REVIEW | Oppenheimer
Christopher Nolan’s magnum opus Oppenheimer never shies away from treating the Manhattan Project scientists as people who played gods with the creation of the atomic bomb nearly 80 years ago. The allegories are astute, with the film opening with the Greek myth of Prometheus - who stole fire from the Olympian gods; and adding a scene referencing Oppenheimer’s frequently quoted line of Hindu scripture from the Bhagavad-Gita: “Now I am become (sic) Death, the destroyer of worlds.”

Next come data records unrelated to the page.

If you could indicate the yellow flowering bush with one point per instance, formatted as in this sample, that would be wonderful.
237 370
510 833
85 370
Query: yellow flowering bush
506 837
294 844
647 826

Despite this, it does not paint the titular character as an infallible being. Excellently portrayed by Cillian Murphy, Oppenheimer had politics that did not align with the government that handpicked him to be the lead scientist. He was also a known womanizer.
As cinephiles are quite aware, it is rare for a Nolan film to follow a linear structure and Oppenheimer is no exception. The narrative is divided into two parts - “Fission”, presented in black-and-white shows the POV of Lewis Strauss (Robert Downey, Jr.), who chaired the U.S. Atomic Energy Commission (AEC); and “Fusion”, shown in full color focusing on Oppenheimer’s POV. It gets confusing at the beginning of the film but viewers would get the drift eventually on how these two prominent figures in US history eventually became estranged.
The film keeps its fast pace, without viewers realizing three hours have gone by. Seeing the detonation of the first atomic bomb in New Mexico should be filed as one of the best cinematic experiences, especially on an IMAX screen. The script has intricate details, some of which I failed to comprehend - blame it on my dependence on subtitles in streaming platforms.
Murphy nailed his character who struggles with being responsible for the deaths of 70,000 to 135,000 people in Hiroshima and 60,000 to 80,000 people in Nagasaki, Japan. Nolan’s choice not to shoot any scene in Japan nor rehash archival footage of the atomic bomb explosions adds layers of guilt and inner turmoil for the lead character.
Nudity might have been in excess but it does serve a role in making the audience uncomfortable. Oppenheimer was stripped of his clothes before a government probe - much like his dignity.
There’s no flaw to spot on the powerhouse cast. Emily Blunt, who portrays Oppenheimer’s common-law partner Kitty, is a standout. And she does not even have to have a line. She can just stare at you to oblivion.
Oppenheimer ends with a disturbing note about how the science and politics of the 20th Century led to the film’s probable gruesome sequel. It’s no spoiler. Just watch the news.
Oppenheimer is now showing in Philippine cinemas. It’s R-16.